The version of the pitch-tracker using a modified form of autocorrelation (**) takes between 20 and 45 seconds on a Sparc 10 workstation to process typical sequences of hummed notes. A brute-force search of the database unsurprisingly shows linear growth with the size of the database, but remains below 4 seconds for 100 songs on a Sparc 2. Therefore the search time is currently effectively limited by the efficiency of the pitch-tracker.
Contour representations for each song are currently stored in separate files, so opening and closing files becomes a significant overhead. Performance could be improved by packing all the songs into one file, or by using a database manager. We plan to modularize our code to make it independent of any particular database schema.
We plan to improve the performance and speed and robustness of the pitch-tracking algorithm by using a cubic-spline wavelet. The cubic spline wavelet peaks at discontinuities in the signal (i.e. the air impulses). One of the most significant features of the wavelet analysis is that it can be computed in O(n) time. Currently, the pitch tracker is the slowest link in our system, so using wavelets for this purpose has obvious advantages.
The pattern matching algorithm in its present form does not discriminate the various forms of pattern matching errors discussed earlier, but only accounts for them collectively. Some forms of errors may be more common than others depending upon the way people casually hum different tunes. For example drop-out errors reflected as dropped notes in tunes are more common than transposition or duplication errors. Tuning the key-search so that it is more tolerant to drop-out errors, for example, may yield better results.

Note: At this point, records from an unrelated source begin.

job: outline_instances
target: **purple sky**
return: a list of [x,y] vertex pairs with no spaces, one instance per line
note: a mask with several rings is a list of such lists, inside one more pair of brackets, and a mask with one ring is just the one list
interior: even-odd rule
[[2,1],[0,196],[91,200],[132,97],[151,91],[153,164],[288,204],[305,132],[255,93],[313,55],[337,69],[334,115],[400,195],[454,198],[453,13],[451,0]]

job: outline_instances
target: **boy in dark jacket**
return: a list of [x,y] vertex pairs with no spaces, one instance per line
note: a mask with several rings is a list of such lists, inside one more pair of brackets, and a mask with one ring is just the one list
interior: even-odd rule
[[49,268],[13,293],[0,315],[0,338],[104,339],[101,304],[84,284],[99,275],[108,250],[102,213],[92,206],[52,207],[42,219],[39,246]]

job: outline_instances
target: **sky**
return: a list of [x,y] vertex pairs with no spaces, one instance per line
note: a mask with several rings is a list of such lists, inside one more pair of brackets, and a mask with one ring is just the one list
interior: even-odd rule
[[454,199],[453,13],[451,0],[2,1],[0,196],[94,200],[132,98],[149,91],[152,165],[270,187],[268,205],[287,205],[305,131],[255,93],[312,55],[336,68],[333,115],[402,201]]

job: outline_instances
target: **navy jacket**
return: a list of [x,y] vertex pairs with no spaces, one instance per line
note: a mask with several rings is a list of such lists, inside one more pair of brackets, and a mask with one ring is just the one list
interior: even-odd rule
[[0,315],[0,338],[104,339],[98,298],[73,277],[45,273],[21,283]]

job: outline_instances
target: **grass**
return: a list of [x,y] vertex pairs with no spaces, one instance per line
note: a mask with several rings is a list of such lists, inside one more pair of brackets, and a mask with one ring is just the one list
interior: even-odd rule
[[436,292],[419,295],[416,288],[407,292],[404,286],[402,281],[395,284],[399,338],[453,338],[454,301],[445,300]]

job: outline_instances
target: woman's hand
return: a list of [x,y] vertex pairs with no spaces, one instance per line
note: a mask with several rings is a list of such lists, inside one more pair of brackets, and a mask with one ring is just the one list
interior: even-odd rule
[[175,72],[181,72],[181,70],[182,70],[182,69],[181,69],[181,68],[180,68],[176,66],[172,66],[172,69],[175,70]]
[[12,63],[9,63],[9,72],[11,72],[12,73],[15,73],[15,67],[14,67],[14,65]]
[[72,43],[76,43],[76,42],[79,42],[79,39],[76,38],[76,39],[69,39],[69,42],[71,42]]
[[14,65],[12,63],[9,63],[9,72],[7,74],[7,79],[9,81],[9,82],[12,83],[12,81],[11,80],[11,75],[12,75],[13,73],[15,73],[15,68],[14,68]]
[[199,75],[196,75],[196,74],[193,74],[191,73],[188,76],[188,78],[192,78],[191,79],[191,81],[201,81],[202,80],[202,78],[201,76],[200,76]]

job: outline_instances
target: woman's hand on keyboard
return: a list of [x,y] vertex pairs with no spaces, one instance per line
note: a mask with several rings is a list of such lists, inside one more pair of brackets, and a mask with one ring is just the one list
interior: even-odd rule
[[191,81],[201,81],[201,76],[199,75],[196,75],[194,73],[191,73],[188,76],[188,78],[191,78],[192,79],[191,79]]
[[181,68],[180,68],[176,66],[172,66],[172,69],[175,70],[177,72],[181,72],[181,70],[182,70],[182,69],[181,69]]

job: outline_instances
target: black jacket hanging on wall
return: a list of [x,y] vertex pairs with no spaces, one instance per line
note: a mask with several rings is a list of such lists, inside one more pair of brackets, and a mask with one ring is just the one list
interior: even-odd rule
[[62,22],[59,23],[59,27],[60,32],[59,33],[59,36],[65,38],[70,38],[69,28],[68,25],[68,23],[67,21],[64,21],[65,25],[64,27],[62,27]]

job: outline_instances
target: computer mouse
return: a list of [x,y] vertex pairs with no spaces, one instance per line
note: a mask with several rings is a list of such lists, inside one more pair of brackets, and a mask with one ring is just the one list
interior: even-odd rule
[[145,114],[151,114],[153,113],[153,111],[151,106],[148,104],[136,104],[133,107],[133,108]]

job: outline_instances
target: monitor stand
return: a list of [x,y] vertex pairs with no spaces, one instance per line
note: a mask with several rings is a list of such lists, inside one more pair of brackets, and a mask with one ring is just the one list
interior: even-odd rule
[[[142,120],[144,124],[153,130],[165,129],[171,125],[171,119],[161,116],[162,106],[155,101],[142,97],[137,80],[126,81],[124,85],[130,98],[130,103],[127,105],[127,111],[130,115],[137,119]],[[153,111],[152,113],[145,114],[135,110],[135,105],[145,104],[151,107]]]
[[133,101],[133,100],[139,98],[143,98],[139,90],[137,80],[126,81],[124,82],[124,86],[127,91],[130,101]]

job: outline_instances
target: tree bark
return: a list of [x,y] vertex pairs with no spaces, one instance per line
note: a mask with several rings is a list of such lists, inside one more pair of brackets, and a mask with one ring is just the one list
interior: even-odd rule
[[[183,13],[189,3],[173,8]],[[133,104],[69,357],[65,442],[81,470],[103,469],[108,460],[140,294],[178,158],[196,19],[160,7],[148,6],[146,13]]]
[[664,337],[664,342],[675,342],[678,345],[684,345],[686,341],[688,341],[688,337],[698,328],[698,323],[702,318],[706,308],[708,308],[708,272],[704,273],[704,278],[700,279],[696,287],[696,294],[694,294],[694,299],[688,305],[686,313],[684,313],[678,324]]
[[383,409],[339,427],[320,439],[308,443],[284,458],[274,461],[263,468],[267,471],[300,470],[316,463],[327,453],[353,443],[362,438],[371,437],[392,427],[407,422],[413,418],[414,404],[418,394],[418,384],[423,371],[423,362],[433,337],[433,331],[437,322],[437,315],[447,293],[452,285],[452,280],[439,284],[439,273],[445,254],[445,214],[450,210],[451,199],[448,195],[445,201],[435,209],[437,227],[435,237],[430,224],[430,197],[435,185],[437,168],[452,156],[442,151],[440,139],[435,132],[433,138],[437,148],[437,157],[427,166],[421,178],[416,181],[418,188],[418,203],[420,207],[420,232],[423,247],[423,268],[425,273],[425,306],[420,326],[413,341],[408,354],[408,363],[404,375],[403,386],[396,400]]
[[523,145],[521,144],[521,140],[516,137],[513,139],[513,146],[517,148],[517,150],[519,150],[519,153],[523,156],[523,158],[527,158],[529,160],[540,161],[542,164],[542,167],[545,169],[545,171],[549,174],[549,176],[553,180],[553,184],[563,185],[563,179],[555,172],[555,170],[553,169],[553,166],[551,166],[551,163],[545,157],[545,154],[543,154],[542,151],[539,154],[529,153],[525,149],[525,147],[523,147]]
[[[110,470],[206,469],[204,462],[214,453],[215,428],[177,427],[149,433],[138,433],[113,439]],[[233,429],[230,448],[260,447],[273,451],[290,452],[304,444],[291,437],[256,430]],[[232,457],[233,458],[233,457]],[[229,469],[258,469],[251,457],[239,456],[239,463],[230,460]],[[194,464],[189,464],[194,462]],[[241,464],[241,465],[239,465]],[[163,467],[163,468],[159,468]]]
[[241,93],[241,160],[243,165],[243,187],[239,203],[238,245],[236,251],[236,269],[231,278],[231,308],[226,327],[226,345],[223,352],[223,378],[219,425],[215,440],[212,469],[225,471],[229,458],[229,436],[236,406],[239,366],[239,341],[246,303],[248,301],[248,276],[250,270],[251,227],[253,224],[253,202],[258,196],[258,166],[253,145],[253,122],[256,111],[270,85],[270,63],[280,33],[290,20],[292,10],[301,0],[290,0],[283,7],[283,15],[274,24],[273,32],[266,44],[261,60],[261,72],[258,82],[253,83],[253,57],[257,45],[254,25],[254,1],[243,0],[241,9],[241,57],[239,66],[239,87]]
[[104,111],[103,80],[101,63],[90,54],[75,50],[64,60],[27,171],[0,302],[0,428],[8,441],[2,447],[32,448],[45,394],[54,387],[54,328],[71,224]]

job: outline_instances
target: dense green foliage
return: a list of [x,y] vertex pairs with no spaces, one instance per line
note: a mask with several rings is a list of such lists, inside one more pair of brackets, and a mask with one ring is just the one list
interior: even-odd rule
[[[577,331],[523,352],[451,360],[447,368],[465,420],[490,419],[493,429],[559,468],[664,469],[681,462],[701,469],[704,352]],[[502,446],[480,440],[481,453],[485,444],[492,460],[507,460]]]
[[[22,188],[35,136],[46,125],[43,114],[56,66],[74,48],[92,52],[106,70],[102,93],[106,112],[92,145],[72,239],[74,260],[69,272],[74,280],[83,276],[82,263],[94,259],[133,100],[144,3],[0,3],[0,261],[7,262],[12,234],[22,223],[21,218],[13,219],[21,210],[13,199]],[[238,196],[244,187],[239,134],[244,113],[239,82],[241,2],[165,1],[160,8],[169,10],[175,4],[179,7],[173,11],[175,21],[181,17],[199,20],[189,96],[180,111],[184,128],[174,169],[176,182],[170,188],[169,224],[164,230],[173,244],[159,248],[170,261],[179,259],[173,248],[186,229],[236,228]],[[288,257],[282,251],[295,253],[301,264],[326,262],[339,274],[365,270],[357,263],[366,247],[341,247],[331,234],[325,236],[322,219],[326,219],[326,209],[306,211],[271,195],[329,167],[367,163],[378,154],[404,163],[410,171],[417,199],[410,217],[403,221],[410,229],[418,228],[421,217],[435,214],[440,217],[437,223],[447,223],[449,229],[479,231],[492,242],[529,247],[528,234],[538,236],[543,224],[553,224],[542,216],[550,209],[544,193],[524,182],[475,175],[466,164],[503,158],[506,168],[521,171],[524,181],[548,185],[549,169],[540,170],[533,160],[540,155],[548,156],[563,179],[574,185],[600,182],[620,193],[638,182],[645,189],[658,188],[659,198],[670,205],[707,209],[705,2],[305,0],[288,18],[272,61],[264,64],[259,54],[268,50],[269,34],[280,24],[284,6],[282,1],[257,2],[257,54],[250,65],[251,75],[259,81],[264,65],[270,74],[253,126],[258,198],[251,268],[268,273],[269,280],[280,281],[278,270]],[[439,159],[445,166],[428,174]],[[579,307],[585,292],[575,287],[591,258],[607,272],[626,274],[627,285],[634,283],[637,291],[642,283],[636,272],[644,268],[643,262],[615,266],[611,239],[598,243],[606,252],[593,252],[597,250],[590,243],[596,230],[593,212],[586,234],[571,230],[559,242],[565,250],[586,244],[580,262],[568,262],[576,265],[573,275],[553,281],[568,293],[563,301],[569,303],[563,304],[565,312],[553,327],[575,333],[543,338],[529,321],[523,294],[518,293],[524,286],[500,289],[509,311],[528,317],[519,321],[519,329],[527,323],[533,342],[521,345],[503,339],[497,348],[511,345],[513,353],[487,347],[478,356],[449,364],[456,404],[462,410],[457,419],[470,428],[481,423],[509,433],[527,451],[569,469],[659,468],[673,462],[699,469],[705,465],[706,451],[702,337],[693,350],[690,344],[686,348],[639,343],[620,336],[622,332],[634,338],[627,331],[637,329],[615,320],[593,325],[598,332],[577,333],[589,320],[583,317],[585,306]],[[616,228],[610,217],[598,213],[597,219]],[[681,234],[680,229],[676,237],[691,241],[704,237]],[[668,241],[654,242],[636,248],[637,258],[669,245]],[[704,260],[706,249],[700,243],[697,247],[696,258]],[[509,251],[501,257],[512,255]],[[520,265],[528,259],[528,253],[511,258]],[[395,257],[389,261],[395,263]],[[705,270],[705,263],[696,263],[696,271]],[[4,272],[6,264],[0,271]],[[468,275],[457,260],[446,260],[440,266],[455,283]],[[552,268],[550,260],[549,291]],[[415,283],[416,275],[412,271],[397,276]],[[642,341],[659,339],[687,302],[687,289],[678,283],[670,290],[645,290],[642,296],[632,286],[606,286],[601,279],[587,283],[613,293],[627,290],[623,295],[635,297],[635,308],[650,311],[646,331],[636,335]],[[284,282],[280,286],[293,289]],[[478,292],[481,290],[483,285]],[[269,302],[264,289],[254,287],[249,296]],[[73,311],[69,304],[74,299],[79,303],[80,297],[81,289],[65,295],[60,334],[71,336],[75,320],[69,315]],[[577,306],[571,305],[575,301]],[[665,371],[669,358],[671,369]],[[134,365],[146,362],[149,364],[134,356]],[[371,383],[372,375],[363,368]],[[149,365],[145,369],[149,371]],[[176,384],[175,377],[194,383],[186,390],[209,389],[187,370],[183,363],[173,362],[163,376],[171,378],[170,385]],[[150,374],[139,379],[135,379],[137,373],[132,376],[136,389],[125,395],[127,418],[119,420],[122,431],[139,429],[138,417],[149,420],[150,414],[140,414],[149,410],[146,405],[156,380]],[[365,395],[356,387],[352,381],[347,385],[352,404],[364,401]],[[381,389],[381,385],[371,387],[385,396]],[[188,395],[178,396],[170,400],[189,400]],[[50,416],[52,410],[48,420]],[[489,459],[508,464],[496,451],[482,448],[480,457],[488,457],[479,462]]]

The melodic contours of the source songs are currently generated automatically from MIDI data, which is convenient but not optimal. More accuracy and less redundant information could be obtained by entering the melodic themes for particular songs by hand. From a research standpoint, an interesting question is how to extract melodies from complex audio signals[4].
Finally, we would like to characterize the improvement gained by increasing the resolution of the relative pitch differences by considering query alphabets of three, five and more possible relationships between adjacent pitches. Early experiments using an alphabet of five relative pitch differences (same, higher, much higher, lower, much lower) verified that changes of this sort are promising. One drawback of introducing more resolution is that the user must be somewhat more accurate in the intervals they actually hum. We will explore the various tradeoffs involved. An important issue is precisely where to draw the line between notes that are a little higher from the previous note and those that are much higher.
Previous work on efficiently searching a database of melodies by humming seems to be limited. Mike Hawley [4] briefly discusses a method of querying a collection of melodic themes by searching for exact matches of sequences of relative pitches input by a MIDI keyboard. We have incorporated approximate pattern matching, implementing an actual audio database (of MIDI songs) and most significantly by allowing queries to be hummed. Kageyama and Takashima [8] published a paper on retrieving melodies using a hummed melody in a Japanese journal, but we were unable to locate a translated version.